In the ensuing battles, Forrest's Confederates were caught in the open and the federals were now firing from the ridge that the CSA had occupied hours before. Forrest made one of his mad-dash charges toward the federal lines, dispersing their gunners and creating confusion. This allowed his command to regain their mounts. Col. Starnes came back into the fray with 250 men, which allowed Forrest to regroup with another 200 men; he came up 800 yards east of Parker's house and threw himself upon the rear of Dunham's brigade, recapturing his wagon train.

In the battles of the day from 6 AM to 3 PM, Confederate losses were 25 officers, including Col. Napier, 75 wounded and 250 captured, as well as three artillery pieces, four caissons, five wagons, two ambulances and 75,000 rounds of ammo. Union losses were 50 killed, 100 captured, and three guns hors de combat, as well as two caissons, 15 wagons, two ambulances and a multitude of other supplies captured.
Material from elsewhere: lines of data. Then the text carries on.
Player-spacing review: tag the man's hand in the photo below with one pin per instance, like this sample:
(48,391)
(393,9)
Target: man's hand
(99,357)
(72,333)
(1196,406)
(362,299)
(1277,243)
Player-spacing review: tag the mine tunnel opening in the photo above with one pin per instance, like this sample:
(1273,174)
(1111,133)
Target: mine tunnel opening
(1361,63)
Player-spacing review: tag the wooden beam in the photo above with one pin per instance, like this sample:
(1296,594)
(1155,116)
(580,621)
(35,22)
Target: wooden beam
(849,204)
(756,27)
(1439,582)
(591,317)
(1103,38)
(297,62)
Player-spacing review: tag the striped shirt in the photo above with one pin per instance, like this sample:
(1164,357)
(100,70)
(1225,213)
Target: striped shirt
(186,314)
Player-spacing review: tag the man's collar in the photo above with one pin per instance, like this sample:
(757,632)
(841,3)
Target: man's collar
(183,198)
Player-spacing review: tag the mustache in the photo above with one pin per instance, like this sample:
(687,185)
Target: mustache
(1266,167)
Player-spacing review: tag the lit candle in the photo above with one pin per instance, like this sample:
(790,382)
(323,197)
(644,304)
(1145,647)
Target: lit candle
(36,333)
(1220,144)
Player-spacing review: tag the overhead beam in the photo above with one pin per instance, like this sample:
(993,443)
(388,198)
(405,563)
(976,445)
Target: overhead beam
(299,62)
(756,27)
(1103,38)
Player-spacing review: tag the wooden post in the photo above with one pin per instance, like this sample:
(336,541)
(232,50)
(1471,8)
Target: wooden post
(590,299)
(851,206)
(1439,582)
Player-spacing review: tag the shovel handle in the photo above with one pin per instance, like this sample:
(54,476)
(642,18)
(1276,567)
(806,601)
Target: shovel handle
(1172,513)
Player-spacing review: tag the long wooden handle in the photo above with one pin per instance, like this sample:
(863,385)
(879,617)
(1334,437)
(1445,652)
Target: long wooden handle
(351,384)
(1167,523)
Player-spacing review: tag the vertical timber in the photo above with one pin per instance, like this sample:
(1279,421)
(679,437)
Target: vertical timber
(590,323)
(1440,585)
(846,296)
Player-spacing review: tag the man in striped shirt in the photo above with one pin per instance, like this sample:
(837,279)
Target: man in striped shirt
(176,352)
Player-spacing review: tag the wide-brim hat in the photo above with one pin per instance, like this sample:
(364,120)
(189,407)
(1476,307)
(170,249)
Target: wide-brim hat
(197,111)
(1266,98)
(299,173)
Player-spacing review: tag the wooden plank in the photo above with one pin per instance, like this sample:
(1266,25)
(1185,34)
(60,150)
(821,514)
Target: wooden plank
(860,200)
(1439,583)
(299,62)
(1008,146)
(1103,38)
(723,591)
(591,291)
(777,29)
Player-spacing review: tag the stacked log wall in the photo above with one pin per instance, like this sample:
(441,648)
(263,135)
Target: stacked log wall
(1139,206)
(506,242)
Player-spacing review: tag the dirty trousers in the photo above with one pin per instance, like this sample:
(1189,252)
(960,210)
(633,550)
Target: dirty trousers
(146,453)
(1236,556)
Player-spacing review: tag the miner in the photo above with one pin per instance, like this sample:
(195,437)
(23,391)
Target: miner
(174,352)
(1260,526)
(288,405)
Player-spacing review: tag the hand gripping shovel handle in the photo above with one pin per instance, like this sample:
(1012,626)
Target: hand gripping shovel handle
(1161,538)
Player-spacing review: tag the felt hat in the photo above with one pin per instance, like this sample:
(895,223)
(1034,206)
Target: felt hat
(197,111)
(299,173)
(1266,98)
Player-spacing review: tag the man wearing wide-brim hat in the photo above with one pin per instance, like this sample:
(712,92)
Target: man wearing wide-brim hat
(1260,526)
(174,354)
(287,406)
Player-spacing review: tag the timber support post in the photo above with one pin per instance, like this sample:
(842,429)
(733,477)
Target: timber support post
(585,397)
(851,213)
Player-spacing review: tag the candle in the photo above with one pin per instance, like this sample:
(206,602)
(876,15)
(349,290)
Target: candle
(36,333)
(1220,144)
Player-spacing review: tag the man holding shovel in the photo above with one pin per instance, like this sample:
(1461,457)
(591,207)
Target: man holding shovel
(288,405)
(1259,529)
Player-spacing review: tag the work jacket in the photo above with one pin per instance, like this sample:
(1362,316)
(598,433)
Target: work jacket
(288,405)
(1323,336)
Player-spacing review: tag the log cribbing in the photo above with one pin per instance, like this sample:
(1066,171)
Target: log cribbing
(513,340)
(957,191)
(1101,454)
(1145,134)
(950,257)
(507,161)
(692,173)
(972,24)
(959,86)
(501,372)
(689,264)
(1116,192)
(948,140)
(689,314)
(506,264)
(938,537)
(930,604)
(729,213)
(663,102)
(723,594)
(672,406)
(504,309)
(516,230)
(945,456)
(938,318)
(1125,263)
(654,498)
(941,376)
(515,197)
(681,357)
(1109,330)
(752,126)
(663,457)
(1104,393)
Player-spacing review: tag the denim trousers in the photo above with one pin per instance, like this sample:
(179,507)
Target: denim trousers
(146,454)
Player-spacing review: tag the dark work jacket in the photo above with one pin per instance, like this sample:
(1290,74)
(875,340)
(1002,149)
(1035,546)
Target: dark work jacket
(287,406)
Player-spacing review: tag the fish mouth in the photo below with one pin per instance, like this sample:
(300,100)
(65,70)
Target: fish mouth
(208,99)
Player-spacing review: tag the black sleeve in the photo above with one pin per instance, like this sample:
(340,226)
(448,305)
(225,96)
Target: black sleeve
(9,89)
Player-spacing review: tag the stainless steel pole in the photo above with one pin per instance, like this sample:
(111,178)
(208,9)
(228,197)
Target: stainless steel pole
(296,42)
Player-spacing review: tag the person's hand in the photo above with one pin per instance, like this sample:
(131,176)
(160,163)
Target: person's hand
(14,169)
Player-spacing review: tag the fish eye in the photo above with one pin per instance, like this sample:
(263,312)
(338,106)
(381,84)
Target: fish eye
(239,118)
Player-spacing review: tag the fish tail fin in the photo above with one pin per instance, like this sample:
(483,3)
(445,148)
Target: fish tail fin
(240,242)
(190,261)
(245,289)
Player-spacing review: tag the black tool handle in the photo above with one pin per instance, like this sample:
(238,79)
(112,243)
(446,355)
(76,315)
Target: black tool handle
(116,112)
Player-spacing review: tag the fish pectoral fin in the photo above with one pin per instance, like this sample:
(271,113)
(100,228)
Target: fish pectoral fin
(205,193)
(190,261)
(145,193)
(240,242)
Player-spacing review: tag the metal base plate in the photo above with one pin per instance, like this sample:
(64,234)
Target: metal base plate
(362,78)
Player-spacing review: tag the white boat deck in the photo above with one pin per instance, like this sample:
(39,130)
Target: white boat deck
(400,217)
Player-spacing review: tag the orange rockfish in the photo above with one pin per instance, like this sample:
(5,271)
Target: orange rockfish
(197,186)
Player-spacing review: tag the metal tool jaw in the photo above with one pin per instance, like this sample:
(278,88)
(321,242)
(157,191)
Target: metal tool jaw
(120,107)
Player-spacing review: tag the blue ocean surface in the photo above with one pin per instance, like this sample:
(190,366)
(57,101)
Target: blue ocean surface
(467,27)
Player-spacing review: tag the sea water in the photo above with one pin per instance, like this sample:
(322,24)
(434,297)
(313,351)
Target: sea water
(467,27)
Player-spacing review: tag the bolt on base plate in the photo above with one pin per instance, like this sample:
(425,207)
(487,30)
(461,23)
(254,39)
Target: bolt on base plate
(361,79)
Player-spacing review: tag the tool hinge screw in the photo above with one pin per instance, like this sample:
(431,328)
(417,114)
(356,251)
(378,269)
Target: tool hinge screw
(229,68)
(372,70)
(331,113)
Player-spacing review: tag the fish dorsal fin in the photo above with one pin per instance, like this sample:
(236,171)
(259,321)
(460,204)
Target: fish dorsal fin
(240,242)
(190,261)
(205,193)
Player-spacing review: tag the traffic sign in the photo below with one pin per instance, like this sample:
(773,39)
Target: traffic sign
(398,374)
An explanation follows on how a wary and alert General Forrest could be caught "unaware" of General Jeremiah C. Sullivan's fresh force. Forrest had made a proper provision to guard against such by ordering the detachment of a battalion of the 4th Tennessee to proceed to Clarksburg on the Huntington Road with the object of holding that approach in close observation. Capt. McLemore, with three companies (100 men), was given vaguely worded instructions other than reconnaissance near Clarksburg. When he heard the fighting he traversed through the woods to join in the fray and therefore was not on the main road when Sullivan appeared from the rear.

Upon his safe escape from Parker's Cross Roads, Forrest halted in Lexington, 12 miles from the battlefield, and allowed his animals to be fed, treated the wounded, and went in motion back toward the town of Clifton. Ten miles further into the journey back, he paroled his prisoners and his men rested here until daybreak. Forrest's intentions were to cross the Tennessee River at Perryville, now the very end of Kentucky Lake near Mousetail State Park.

Early in the morning, the scouts came back with information that 10,000 federals were moving from Purdy to Jacks Creek–Clifton, with the intention of cutting off the Confederate retreat to Middle Tennessee. Forrest galloped for 15 miles to catch his main command 11 miles from Clifton. Approximately eight miles from the river crossing, the advance party led by Col. Dibrell encountered 1,200 federals. He received the order to charge. The charge tore the federals asunder. Col. Starnes then cut left and Col. Biffle cut right, promptly scattering the federals with 20 killed and 50 captured. It was noon (meridian) when the river crossing was reached and it took eight hours to ply the river. Some 1,000 animals came back with Forrest's command, as well as 60 wagons, four ambulances, and a multitude of supplies.

==Summary==
Forrest's expedition into West Tennessee had started with orders received on December 10, 1862. His army crossed the river into West Tennessee on December 15. In the short interval between December 15, 1862, and January 1, 1863, seldom in the annals of war had more hard swift riding as many sharp recounters, affluent in results, been crowded in the same brief time period. That command averaged over 20 mi per day, fought three well-contested engagements with daily skirmishes, destroyed 50 large and small bridges on the Mobile and Ohio Railroad and broke up so much trestle work of the road as to render the railroad useless until after the war. The Confederates had captured and burned 18 or 20 stockades, captured or killed 2,500 enemy soldiers, taken or disabled 10 pieces of field artillery, and captured 50 wagons and ambulances with their teams, 10,000 stands of small arms, and one million rounds of ammunition. Having returned thoroughly armed and equipped including blankets, never resting a full night, Forrest left on December 10 or 11 with woeful preparation of weapons and supplies and returned with each man fully armed and his unit carrying a surplus of 500 Enfield rifles, 1,800 blankets, knapsacks, and a seasoned fighting force.

Forrest made camp on January 3, 1863, in Mount Pleasant, home of the Bigby Greys, then went to report to General Braxton Bragg, who was now encamped in Shelbyville, Tennessee. Bragg gave further orders to General Forrest.